RFR (XS): 7114303: G1: assert(_g1->mark_in_progress()) failed: shouldn't be here otherwise

Wed Nov 23 19:37:58 UTC 2011

Hi Bengt, Tony,

Thanks for the review. Good point about 
record_satb_drain_processed_buffers().

The maximum number of buffers that will be processed  by this code is 
the # of  filled SATB buffers + # of Java threads + 1. Each Java thread 
has an embedded SATB pointer queue. In some threads, however, these 
could be empty.
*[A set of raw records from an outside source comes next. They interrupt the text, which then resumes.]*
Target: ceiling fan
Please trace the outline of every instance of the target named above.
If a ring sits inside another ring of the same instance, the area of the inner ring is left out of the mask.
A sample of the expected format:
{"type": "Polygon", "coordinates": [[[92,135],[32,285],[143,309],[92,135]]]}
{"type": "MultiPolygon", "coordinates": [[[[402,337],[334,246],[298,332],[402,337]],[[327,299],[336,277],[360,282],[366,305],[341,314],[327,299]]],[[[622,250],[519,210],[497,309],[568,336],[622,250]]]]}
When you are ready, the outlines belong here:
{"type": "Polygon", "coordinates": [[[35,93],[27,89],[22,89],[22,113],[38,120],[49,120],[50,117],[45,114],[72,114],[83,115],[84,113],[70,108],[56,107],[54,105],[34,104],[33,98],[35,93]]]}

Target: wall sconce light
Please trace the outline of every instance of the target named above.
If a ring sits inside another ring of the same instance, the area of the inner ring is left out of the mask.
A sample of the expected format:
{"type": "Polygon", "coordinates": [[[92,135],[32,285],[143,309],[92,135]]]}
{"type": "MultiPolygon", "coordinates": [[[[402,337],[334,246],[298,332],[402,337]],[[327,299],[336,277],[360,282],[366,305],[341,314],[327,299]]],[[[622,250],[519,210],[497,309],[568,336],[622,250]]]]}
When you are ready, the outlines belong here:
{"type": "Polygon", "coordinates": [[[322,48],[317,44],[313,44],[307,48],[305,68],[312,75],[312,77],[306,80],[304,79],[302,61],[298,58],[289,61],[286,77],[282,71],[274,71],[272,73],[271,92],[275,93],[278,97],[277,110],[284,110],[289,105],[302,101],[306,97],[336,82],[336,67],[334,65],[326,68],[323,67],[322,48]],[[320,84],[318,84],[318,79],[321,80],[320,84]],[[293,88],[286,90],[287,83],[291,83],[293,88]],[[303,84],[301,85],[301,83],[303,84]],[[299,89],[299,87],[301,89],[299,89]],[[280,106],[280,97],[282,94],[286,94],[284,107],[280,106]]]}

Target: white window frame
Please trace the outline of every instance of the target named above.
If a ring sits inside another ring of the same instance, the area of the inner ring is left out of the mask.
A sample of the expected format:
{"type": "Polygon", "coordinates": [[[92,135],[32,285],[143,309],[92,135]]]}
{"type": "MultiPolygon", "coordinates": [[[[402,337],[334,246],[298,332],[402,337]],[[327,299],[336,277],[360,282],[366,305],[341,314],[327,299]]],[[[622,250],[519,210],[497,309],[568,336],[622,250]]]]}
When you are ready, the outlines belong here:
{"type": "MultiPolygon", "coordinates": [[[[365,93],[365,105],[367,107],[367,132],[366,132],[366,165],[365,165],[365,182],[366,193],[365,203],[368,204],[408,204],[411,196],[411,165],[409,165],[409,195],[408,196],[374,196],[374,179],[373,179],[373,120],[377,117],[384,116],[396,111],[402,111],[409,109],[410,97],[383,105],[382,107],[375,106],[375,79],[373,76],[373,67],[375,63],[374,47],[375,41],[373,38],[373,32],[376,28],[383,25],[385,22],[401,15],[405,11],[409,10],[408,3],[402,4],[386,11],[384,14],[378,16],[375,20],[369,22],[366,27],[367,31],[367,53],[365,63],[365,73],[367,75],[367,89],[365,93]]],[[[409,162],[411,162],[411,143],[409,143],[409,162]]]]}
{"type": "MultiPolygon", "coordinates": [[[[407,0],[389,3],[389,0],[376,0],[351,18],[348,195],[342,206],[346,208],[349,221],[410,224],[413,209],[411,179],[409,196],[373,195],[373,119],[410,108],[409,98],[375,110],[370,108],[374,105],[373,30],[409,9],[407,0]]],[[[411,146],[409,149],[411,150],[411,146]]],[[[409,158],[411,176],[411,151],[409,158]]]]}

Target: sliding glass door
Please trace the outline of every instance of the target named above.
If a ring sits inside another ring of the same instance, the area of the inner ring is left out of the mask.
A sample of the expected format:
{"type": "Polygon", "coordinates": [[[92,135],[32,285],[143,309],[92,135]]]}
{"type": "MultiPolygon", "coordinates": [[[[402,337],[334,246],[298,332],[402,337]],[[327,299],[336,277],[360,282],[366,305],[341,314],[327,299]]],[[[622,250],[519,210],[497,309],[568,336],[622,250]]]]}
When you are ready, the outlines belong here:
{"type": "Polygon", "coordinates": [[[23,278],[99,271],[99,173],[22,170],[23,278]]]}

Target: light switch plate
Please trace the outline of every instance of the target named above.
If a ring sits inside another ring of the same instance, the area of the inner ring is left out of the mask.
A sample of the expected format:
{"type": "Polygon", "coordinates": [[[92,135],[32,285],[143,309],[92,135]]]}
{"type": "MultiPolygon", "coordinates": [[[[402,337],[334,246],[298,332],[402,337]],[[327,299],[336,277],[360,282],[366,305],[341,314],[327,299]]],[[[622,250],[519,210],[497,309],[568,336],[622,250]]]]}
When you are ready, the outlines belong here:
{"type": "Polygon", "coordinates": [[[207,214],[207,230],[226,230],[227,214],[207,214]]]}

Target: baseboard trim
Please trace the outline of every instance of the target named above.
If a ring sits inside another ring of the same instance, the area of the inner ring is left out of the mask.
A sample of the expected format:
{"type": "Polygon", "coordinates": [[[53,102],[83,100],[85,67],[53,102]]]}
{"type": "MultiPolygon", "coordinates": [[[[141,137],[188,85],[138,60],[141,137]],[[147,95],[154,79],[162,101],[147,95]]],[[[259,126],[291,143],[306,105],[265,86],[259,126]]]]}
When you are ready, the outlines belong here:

Likewise with the shared SATB pointer queue (used by 
non-Java threads)

Obtaining the number of completed SATB buffers that the drain closure is 
applied to is fairly straightforward but do we count empty buffers?

I'm not sure how important the number of buffers processed is currently 
- given that it's currently serial code. It would be more important if 
the code were parallel as then we could  see the distribution.  I guess 
the number of buffers processed could tell us if marking is  not keeping 
up with the amount of mutation but we get that indirectly from the time.

Anwyay I've removed the dead code. New webrev here: 
http://cr.openjdk.java.net/~johnc/7114303/webrev.1/

Thanks,

JohnC

On 11/23/11 02:26, Tony Printezis wrote:
> Bengt,
>
> That methods looks indeed not to be called, which means that 
> _last_satb_drain_processed_buffers is never set (I can't find any 
> assignments to it) and the reported SATB processed buffers
>
>       print_stats(2, "Processed Buffers", 
> _last_satb_drain_processed_buffers);
>
> will probably always be 0. So, if we think that this output is 
> important, we should make sure we actually 
> record_satb_drain_processed_buffers() it with the appropriate number. 
> If we don't, we should also remove _last_satb_drain_processed_buffers 
> and related code.
>
> Tony
>
> On 11/23/2011 02:44 AM, Bengt Rutisson wrote:
>>
>> Hi John,
>>
>> Looks good to me too.
>>
>> It seems like the method "void 
>> record_satb_drain_processed_buffers(int processed_buffers)" in 
>> g1CollectorPolicy.hpp is dead code. I found it since it contains the 
>> same assert that your CR reported.
>>
>> Any chance of removing that method as well as part of your change?
>>
>> Bengt
>>
>> On 2011-11-22 21:45, John Cuthbertson wrote:
>>> Hi Everyone,
>>>
>>> Can I have a couple of volunteers review this small change? The 
>>> webrev can be found at: 
>>> http://cr.openjdk.java.net/~johnc/7114303/webrev.0/
>>>
>>> Summary:
>>> There is a race between the concurrent mark thread updating the mark 
>>> in progress flag and it being read by the VM thread during an 
>>> evacuation pause. This is because, at the time the concurrent mark 
>>> thread updates the flag, it is not part of the suspendible thread 
>>> set and so is not blocked. The solution is to have the concurrent 
>>> mark thread join the STS just before updating the flag.
>>>
>>> The race was confirmed by inserting a small delay immediately before 
>>> calling G1CollectorPolicy::record_satb_drain_time(). The delay 
>>> increased failure rate to 1/5 for a 20ms delay and 4/5 for a 50ms 
>>> delay.
>>>
>>> Testing: a few thousand iterations of the failing test case with a 
>>> JVM that included both fix and delay.
>>>
>>> Thanks,
>>>
>>> JohnC
>>